The use of beets is legal and its operation is a bit similar to what EPO does: it acts as a “vasodilator” and is capable of “increasing blood flow at the muscular level”, that is, it facilitates the arrival of oxygen to the muscle, explains Iva Marques, graduate in Nutrition, doctor in Pharmacy, teacher and member of the Spanish Academy of Nutrition and Dietetics. The mechanism by which it achieves this is complex, but roughly explained, it has to do with the high inorganic nitrate content of the vegetable. Once we drink the juice and metabolize it, it is converted into nitric oxide, which is present in many physiological functions, including improving blood perfusion and vascular dilation.

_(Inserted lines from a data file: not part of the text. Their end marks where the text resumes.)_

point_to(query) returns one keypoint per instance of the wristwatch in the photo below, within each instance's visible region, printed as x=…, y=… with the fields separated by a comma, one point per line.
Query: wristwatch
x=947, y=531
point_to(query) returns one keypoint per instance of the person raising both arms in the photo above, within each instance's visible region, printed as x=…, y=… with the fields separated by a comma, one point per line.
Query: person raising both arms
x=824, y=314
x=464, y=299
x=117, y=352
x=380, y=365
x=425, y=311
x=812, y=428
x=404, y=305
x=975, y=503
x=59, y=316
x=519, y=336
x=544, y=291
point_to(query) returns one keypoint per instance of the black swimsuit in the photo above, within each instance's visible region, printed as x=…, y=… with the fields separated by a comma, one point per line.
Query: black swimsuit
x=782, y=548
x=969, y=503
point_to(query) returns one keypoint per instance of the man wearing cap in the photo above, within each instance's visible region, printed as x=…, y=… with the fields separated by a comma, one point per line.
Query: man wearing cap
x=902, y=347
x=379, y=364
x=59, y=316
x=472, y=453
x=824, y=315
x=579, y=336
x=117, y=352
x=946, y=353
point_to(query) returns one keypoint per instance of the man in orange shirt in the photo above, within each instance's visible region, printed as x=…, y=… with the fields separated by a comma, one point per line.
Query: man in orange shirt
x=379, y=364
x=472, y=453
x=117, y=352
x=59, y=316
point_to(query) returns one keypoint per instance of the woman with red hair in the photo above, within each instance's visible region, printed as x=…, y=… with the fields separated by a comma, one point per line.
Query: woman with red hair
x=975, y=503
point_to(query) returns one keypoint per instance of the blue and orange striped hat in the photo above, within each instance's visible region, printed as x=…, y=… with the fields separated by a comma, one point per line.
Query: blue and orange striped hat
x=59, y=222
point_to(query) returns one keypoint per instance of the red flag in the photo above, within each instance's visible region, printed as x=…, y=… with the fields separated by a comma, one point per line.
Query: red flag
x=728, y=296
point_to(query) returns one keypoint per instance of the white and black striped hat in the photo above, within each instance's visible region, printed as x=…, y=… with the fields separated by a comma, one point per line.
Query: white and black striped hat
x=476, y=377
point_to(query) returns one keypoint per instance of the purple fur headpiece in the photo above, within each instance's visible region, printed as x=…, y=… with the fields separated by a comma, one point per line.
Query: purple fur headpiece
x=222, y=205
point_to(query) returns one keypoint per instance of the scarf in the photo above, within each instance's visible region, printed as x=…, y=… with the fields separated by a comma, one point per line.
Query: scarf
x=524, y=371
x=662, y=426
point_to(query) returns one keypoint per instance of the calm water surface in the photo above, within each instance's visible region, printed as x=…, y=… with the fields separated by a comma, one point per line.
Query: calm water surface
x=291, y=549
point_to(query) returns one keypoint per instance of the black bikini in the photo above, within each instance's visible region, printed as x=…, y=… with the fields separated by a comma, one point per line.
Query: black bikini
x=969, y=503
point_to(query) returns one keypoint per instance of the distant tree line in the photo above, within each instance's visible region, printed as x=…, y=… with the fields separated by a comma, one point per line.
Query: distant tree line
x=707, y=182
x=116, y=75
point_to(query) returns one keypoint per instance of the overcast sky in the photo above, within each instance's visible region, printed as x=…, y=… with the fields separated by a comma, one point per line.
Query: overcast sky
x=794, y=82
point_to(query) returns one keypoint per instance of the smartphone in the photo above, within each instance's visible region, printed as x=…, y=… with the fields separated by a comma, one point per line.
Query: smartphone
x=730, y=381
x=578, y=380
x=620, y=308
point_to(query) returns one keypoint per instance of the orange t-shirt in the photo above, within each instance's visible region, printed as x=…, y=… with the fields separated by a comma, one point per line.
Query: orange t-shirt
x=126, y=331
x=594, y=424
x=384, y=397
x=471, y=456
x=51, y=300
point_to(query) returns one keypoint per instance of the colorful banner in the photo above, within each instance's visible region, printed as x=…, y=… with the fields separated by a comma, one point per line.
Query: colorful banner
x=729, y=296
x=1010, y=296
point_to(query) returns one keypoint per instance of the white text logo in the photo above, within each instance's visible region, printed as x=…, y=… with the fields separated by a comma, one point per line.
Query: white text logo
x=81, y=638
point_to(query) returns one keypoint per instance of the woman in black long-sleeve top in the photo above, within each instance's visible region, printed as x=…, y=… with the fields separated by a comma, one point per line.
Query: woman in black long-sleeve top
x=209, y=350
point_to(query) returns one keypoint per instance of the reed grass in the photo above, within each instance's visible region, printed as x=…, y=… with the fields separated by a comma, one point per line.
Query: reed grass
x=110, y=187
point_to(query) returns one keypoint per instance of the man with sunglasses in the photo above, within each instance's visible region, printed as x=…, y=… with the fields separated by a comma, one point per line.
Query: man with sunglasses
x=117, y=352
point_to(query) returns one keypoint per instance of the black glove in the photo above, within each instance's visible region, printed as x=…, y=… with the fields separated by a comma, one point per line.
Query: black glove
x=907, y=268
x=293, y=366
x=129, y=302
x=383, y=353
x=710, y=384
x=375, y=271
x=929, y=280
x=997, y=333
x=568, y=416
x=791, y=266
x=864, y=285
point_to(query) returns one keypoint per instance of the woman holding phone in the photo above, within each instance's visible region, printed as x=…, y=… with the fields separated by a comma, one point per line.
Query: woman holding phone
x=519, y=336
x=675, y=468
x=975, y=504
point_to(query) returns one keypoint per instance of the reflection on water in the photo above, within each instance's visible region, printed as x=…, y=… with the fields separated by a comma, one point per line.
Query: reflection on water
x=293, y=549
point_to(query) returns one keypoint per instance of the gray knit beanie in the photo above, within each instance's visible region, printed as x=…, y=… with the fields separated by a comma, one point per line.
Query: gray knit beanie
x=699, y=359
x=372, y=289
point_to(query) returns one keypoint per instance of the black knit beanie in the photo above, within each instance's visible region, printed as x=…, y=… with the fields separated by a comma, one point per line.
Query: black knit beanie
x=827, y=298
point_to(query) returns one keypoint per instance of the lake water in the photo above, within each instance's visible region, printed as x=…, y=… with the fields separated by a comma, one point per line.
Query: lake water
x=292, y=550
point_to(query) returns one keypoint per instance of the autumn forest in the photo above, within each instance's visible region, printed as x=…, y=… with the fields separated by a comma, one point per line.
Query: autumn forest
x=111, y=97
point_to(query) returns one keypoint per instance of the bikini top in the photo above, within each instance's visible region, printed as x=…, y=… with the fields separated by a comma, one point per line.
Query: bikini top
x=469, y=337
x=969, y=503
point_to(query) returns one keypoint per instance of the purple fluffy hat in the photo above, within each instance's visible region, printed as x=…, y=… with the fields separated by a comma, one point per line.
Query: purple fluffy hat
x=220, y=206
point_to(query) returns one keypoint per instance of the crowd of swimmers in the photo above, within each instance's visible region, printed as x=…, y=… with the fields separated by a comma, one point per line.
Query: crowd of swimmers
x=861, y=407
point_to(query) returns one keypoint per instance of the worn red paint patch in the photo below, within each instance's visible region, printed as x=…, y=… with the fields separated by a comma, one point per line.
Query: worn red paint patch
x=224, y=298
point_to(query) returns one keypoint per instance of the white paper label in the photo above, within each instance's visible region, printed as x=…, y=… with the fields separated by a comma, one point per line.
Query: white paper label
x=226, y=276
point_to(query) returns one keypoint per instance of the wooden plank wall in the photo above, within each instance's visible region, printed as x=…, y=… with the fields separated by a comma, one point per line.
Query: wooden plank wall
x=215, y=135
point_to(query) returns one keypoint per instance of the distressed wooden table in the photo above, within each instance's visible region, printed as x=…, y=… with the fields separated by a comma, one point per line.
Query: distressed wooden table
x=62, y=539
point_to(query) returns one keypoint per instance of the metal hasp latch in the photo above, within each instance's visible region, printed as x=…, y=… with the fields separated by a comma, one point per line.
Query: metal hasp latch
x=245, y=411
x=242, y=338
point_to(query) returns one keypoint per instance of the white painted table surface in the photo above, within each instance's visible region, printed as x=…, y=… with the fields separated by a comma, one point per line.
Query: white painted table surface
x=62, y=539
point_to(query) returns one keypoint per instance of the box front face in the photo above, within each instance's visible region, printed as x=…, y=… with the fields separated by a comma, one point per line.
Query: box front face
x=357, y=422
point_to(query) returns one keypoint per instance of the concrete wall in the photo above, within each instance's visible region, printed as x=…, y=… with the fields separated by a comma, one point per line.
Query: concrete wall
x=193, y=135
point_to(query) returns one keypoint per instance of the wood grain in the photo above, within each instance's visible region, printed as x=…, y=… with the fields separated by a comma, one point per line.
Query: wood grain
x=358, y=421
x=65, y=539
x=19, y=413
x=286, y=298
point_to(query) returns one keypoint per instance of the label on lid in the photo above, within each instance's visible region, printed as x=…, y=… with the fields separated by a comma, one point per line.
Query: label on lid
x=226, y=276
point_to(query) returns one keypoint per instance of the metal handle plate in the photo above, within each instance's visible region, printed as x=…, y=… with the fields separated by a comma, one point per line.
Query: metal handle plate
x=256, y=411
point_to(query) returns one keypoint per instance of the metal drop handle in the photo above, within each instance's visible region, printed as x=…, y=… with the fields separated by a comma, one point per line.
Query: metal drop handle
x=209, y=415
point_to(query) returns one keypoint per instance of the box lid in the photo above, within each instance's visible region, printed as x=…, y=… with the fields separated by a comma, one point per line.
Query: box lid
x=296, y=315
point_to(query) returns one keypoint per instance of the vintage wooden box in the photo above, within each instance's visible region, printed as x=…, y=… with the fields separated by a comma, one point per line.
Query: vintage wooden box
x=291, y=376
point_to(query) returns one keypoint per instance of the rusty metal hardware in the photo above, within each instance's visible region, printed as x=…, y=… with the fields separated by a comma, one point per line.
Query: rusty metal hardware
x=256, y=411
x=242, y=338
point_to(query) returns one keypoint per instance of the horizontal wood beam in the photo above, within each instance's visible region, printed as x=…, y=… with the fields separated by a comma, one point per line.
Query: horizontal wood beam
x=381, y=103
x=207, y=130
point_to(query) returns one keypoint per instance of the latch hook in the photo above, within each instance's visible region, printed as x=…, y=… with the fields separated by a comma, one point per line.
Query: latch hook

The prestigious Australian Institute of Sport, a world leader in the matter, includes it in its legal and permitted supplementation program for athletes. This is a guide for athletes that presents the different sports and food supplements on the market and for which discipline they are most suitable. Beet juice is part of group A (there are three more). which groups together the most used and safest aids. The document also indicates how much to take them.

Is there, therefore, scientific evidence of the effects of this juice on sports practice? Marques answers clearly: yes. There are many published studies, although, as often happens in these cases, scientists consider that there is a lack of work in certain areas. The last one was announced in January of last year. It was led by professor at the University of Exeter in the United Kingdom, Andy Jones.

For six days in a row, he gave organic beet juice to ten healthy volunteers. Then, he asked them to perform a leg exercise: 60 quadriceps contractions on a machine at maximum intensity. In the conclusions of the study, a significant increase in nitrate levels in the muscle was reported, which when doing the exercises caused an increase in muscle strength of 7% compared to when those volunteers took a placebo.

team sports

“Nitrates seem to increase the function of type II muscle fibers, with the consequent lower energy expenditure,” explains Raúl López-Gueso, dietitian-nutritionist, doctor in Physiology and also member of the Spanish Academy of Nutrition and Dietetics. So “it would improve performance in long-duration sports, but also in team sports due to greater involvement of intermittent high-intensity effort.” According to the expert, it would delay fatigue between 4 and 25%. Likewise, “a positive effect has also been seen in explosive and strength-power sports.”

  • The dose

    To obtain improvements in sports performance by drinking beet juice, experts recommend taking between 400 and 500 ml a day. And it can be done on the day of the test, what they call the “acute form,” or between 3 and 12 days before, which is the “chronic form.”

  • Control schedules

    Drinking the juice right before going out to the competition does not help much. It is best to do it between 60 and 90 minutes before exercise since the effects of supplementation are obtained 150 minutes after ingestion.

  • The color of urine

    Consumption of beet juice changes the color of urine (more pink) and stool, but there is no need to be scared.

At the end of 2023, another study was published in which it was also found that drinking beet juice was good for those suffering from COPD after a twelve-week experiment with those affected by this serious lung disease: a reduction in blood pressure and a increased distance that those who took the juice could walk compared to those who did not. Of course, Professor Nicholas Hopkinson and his team at Imperial College London, in charge of the project, recognized that these “very promising results should be confirmed with larger, long-term studies.”

In fact, an area in which more research is needed is the negative effects that eating certain amounts of beets can cause given their contribution of nitrates. For example, it is recommended to monitor its consumption in those who have kidney or liver problems. And precisely for this reason it is not advisable to use supplements without professional supervision.